Understanding the dynamics of the Markov decision process

In this post, I provide an illustrative explanation of the transition probabilities involved in executing sequences of (state, action, reward, next state) tuples by a reinforcement learning agent. These probabilities define the dynamics of the Markov decision process (MDP) and may seem intimidating at first (they did to me!), but here I break them down and explain them visually. This note accompanies the first section in Chapter 3 of the textbook by Barto & Sutton and gives an additional visual insight that I was missing when reading this chapter.

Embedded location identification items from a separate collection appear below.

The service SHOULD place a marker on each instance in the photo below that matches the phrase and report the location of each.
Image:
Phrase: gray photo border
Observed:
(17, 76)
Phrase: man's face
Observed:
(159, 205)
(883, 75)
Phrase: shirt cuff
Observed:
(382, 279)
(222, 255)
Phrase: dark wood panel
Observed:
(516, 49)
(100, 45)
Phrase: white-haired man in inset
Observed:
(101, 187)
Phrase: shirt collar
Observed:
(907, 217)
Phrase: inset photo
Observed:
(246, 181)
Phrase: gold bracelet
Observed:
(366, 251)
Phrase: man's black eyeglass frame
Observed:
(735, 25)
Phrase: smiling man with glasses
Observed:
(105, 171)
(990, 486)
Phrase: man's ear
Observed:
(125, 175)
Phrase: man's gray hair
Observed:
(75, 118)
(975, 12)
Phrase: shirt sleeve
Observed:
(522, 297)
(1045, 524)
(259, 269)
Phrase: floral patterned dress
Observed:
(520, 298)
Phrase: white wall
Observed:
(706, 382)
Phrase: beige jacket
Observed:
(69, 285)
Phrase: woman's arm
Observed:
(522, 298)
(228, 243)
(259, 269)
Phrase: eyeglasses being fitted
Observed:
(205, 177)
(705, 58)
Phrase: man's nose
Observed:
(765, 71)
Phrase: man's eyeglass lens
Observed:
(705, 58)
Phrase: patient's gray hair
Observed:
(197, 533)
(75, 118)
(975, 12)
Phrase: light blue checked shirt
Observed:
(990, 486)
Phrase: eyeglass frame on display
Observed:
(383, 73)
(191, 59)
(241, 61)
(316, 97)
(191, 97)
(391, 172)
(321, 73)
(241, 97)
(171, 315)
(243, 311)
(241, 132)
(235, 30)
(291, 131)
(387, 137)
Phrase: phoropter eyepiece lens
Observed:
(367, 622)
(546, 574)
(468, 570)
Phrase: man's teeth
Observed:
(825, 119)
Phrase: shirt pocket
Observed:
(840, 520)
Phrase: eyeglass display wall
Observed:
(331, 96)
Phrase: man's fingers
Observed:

We consider a simple 2D grid world environment, where the agent can execute one of the four actions: go up, go down, go right, go left.

From deterministic to stochastic environments

Deterministic environments

In a deterministic reinforcement learning environment, executing an action $a \in \mathcal{A}$ results in state transition from $s \rightarrow s'$ with certainty, where $s, s' \in \mathcal{S}$ . That is, in our simple 2D grid world with four actions, executing the action “go up” is guaranteed to result in state transition to the state directly above the current state. This is presented in the figure below:

Environments with stochastic state transitions

But reinforcement learning environments don’t have to behave deterministically! The beauty of the MDP is that we can implement stochastic environments. In other words, we can assign probabilities of transitioning to other nearby states, even if the action selected was to “go up”! This can, for example, model malfunctioning of an electronic robot. The figure below presents an environment with stochastic state transitions. The action “go up” will only be correctly executed with 90% probability. But with 8% probability the next state, $s'$ , will be either the one to the right or to the left of the current state. With 2% probability, the next state will be the state below the current state.

Oh, stochastic state transitions, how you remind me of the teenage me… My parents could only predict with certain probability that I will behave the way they asked me to.

Environments with stochastic state transitions and stochastic rewards

Even more so, reinforcement learning environments don’t have to provide deterministic rewards, $r \in \mathcal{R}$ , for state transitions! Suppose that we are indeed transitioning to the state directly above the current state. A deterministic reward for executing this transition would always provide $r = 1$ . But in MDP, we want to model the possibility for the rewarding system malfunctioning too! And hence, with 80% probability we will receive the $r = 1$ reward, but with 15% probability we will get $r = 0$ as the reward, and with 5% probability our reward will be $r = -1$ .

…but to be fair, my parents also didn’t respond to my teenage behaviors the same way every time. Which is why I occasionally dodged a scold.

Understanding the probabilities involved

In a deterministic environment

$p(s' | s, a) = 1 .$

You can read $p(s' | s, a)$ as the conditional probability of reaching state $s'$ , given that the current state is $s$ and the action selected is $a$ .

In an environment with stochastic transition probabilities but with deterministic rewards, we can write

$p(s' | s, a) \in [0,1] .$

And in the most general case, an environment with stochastic state transitions and stochastic rewards, we can write

$p(s', r | s, a) \in [0,1] ,$

where you can read $p(s', r | s, a)$ as the joint conditional probability of reaching state $s'$ and receiving reward $r$ , given that the current state is $s$ and the action selected is $a$ .

Some consequences

In the most general case, an environment with stochastic state transitions and stochastic rewards, we have that

$\sum_{r \in \mathcal{R}} p(s', r | s, a) = p(s' | s, a)$

This is easy to show looking at the third figure, where for example, for the transition from the current state to the state directly above it, we have

$\sum_{r \in \mathcal{R}} p(s', r | s, a) = 0.8 \cdot 0.9 + 0.15 \cdot 0.9 + 0.05 \cdot 0.9 = 0.9 = p(s' | s, a) ,$

because the sum of probabilities across all possible stochastic rewards associated with a particular state transition has to be equal to one.

Of course, a further consequence is that

$\sum_{s \in \mathcal{S}} \sum_{r \in \mathcal{R}} p(s', r | s, a) = 1 ,$

which simply pushes the earlier equation further by also summing over probabilities of all state transitions. Probabilities for all state transitions from any current state also have to sum up to one, which is the case in our simple grid world,

$\sum_{s \in \mathcal{S}} p(s' | s, a) = 0.9 + 0.04 + 0.04 + 0.02 = 1 .$